Quem veio de fora não se decepcionou com o clima da capital mineira. “Posso falar com a maior sinceridade, já que estou na cidade há mais de dois dias. Fui muito bem recebido pelo povo de Belo Horizonte. A cidade organizou bons eventos, principalmente o jogo Bélgica e Argélia. Muito bacana estar em uma cidade que me acolheu bem, tem um povo muito hospitaleiro”, disse o jornalista belga Manu Lebrun, 38.

E a hospitalidade, característica conhecida dos mineiros no Brasil afora, ganha ares internacionais. “Belo Horizonte é uma ótima cidade, tem um povo muito hospitaleiro. Gostei muito do ambiente e de tudo que vi até agora. Um prazer visitar a cidade”, garantiu o argelino Salim Baha, 36. 

Pela alegria contagiante de um Mundial, alguns problemas locais ficam "escondidos". No entanto, o também jornalista belga Yves Collete, 27, conseguiu, mesmo tendo feito elogios, enxergar Belo Horizonte com um olhar mais crítico.

“Uma bela cidade, com um aspecto mais rico no entorno do estádio e mais pobre em locações distantes. Forte diferenciação social que deu para ser percebida por quem é de fora. Mas, de uma forma geral, achei Belo Horizonte bem bonita”, disse.
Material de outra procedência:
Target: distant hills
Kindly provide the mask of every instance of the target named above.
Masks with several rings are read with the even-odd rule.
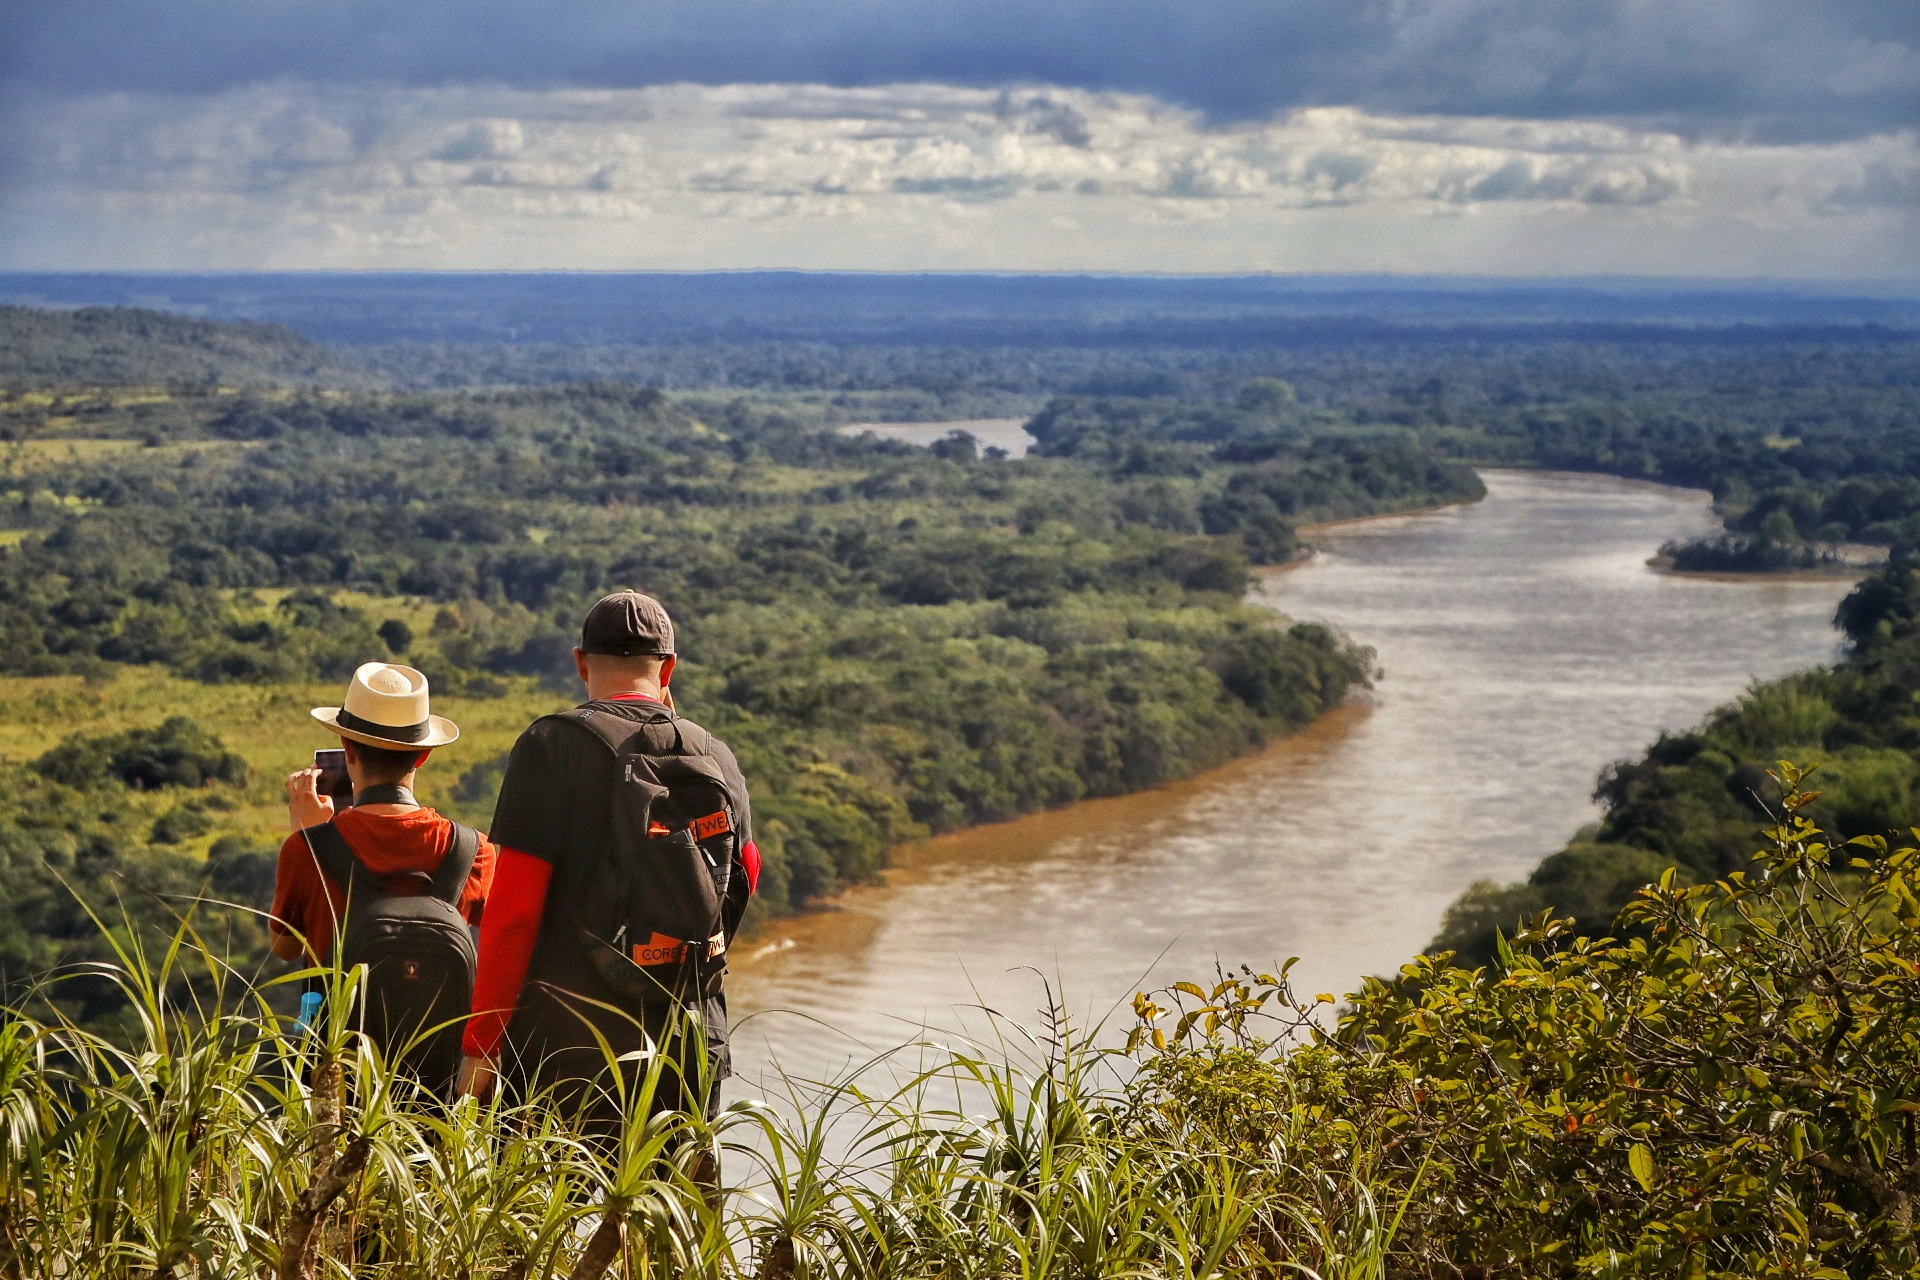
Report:
[[[1920,331],[1920,294],[1867,286],[1407,276],[735,272],[0,273],[0,302],[152,307],[322,342],[834,342],[1232,348],[1676,330]],[[1444,333],[1438,331],[1453,331]]]
[[[367,386],[352,359],[278,324],[130,307],[0,306],[0,385]]]
[[[1866,286],[0,272],[0,385],[437,390],[608,381],[802,392],[831,399],[831,412],[848,421],[1014,416],[1063,394],[1231,399],[1255,377],[1284,379],[1304,400],[1353,404],[1392,390],[1409,361],[1430,366],[1417,379],[1434,388],[1429,399],[1457,398],[1455,384],[1477,381],[1490,362],[1551,365],[1554,380],[1584,386],[1601,348],[1608,367],[1624,360],[1657,370],[1675,361],[1743,365],[1786,347],[1916,344],[1920,295]]]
Satisfeito pelos elogios dos estrangeiros, o mineiro Rafael de Souza, 21, comentou sobre a mistura de etnias que acontece em Belo Horizonte em detrimento do Mundial.

“A Copa do Mundo veio com tudo, mudou a expectativa do povo. Uma mistura bem bacana com argelinos, belgas, chilenos, argentinos, colombianos. Povos muito festeiros que nem os mineiros”.